I just read Mosfet's reply to Pennington's article. I've got a few things to say, too. Click on the Read more... link to read the short piece.
Hi there, Mosfet:
Well, I think you kinda missed the original point (or perhaps the unsaid but wanted-to-express point) in Havoc's article. GNOME usability testing did uncover two things:
- bad organization and preference bloat hinders usability
- many preferences make the user feel "in control"

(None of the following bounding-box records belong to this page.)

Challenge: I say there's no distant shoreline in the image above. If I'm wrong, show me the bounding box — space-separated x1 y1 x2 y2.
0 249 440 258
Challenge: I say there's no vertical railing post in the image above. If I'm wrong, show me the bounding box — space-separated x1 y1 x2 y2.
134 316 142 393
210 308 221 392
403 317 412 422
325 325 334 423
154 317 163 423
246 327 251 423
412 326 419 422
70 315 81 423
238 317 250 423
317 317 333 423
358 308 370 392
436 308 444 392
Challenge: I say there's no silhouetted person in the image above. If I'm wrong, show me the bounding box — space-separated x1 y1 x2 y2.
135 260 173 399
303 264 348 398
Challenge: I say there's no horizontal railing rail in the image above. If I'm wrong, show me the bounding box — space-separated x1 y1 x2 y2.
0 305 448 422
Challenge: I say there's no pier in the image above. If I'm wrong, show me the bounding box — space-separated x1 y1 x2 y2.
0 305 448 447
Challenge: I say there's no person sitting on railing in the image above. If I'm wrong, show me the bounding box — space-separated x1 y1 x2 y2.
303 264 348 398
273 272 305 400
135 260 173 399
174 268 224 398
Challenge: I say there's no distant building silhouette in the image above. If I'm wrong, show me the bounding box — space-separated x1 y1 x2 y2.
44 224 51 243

Why does it sound like am I contradicting myself? Because "many preferences" is not the same as "preference bloat". He's right regarding many free software applications having options to "unbreak my program, please". I'm a software developer (I do Directory administrator) and you wouldn't believe the amount of preferences people request. This is the REAL issue (kinda easy after you think), exemplified by a mocked up conversation with one of my users:
U> Hey, can you put a gizmo to find a specific user in your app?
Me> What is it you want exactly? Why do you want the preference?
U> Finding a particular user is very hard.
Me> I'll think a solution to the problem.
two days later, I did keyboard navigation (a kludge that works around the shitty GnomeIconList control, now deprecated).
U> This is better than what I asked! Thanks!
So, see, the conversation always begins with a request that SIDESTEPS the core issue (being that something is fundamentally broken in my app). Finding out what really has to be fixed (the core issue) is my task as a responsible developer. Yes, I have to listen to the user, but I have to *ask myself* "why does this guy ask for preference X? what could possibly be wrong" before I even begin to think how to implement that feature. Then, the solutions I come up with have to pass the bar test of "does this make my app simpler or more complicated to use?".
The fact that many software developers can't or won't accept that their apps are wrong in a fundamentally wrong sense is why they cave in to "unbreak my app" preferences.
We are NOT advocating for less features. We are advocating sound reasoning behind preferences (for example, NO preference should be provided when its value can be automatically determined by the computer, after all, that's why the damn computer has brains!) and a balance between features and performance. It's, nevertheless, true that less preferences reduce support time (no matter what the lockdown framework can do) and QA testing (every time you add a preference you multiply your software's state machine by N, where N are the possible values for the preference).
Follow a rule of thumb: the less interaction your user needs to perform in order to complete a task, the better off he is. That includes setting preferences. I agree that more eye candy preferences are good, though. I particularly enjoy and look forward for them.
Factual mistakes: regarding GUI autogeneration, KDE does not autogenerate GUIs. It mostly picks them up from XMLGUI, which is a great thing and a timesaver, but not really autogenerated - they're developed with the same care regular GUI development with RAD tools is done. But I guess you know that. Don't mislead the non-programmer audiences into thinking what KDE does is autogenerating GUIs.
Good luck, Mosfet! Keep up your efforts!